7. Don’t wait but have patience

It seems to me people either give up way too soon, or they never get started in the first place because they’re always waiting for the “perfect time.” This was reflected in what many of you said. Some of you said to get started right away, while others said to have patience – not to be be so naive and understand that is takes time to build the life you want. It reminded me of this Oprah Winfrey quote: “Do what you have to do until you can do what you want to do.” The way I see it, there are two ways to go about it. Build a business or hold a job that earns you enough money, that also gives you enough time to chase/do what you love on the side, or learn to earn enough money doing what you love. Either way, don’t wait to chase your dreams, but understand there’s a mountain you have to climb first. 

8. Believe in yourself

This brings me nicely to the next piece of advice that so many of you gave. Believe in yourself. Back yourself to stand up for what you believe is right. Believe in your capacity to persevere in face of adversity. It’s important to remember that hope is for you, for your ability to deal with reality – not for reality itself.
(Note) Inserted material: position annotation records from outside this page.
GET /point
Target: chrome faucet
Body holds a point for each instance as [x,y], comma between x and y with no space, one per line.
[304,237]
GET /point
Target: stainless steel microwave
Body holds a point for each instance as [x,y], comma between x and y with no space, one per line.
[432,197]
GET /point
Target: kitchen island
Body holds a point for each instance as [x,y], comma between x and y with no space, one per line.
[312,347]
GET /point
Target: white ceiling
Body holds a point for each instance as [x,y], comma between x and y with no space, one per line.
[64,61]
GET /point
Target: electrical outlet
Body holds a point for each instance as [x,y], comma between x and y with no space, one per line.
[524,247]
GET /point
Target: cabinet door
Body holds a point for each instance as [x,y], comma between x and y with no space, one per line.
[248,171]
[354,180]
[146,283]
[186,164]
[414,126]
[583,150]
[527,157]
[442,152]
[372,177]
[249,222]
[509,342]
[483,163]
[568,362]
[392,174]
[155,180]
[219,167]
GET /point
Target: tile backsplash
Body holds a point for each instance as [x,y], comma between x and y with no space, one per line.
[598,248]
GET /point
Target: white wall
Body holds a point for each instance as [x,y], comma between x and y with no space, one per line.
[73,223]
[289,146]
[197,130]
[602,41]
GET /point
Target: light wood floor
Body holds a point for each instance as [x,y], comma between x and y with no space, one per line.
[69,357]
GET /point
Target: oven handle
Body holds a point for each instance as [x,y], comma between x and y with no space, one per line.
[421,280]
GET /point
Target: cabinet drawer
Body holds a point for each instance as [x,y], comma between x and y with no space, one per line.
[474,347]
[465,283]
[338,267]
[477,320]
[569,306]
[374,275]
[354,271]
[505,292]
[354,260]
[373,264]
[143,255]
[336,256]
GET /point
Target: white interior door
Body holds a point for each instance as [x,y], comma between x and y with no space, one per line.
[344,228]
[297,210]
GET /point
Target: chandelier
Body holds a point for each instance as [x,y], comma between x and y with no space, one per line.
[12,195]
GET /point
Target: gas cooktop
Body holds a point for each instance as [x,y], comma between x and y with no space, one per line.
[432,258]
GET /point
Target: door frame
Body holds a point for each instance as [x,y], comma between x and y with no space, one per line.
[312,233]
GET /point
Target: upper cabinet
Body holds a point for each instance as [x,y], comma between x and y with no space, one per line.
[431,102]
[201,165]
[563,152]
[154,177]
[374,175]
To quote my childhood hero Bruce Lee, “Do not pray for an easy life; pray for the strength to endure a difficult one.” Prepare for the worst while believing in your capacity to deal with it.

9. Lighten up

Now that I’ve relayed you with a very serious list of life lessons that you’ve all undoubtably failed to follow, let me finish this final piece of advice you gave – lighten up! Life is serious enough without us adding to it. You could spend your whole life planning for the perfect retirement only to get hit by a bus crossing the road. It’s important to prepare for the future, but not at the complete expense of today. Remember to laugh and be silly. Remain curious and let your inner child have a say. Certainly don’t be too hard on yourself. You’re still standing aren’t you? That, at least, is something worth smiling about.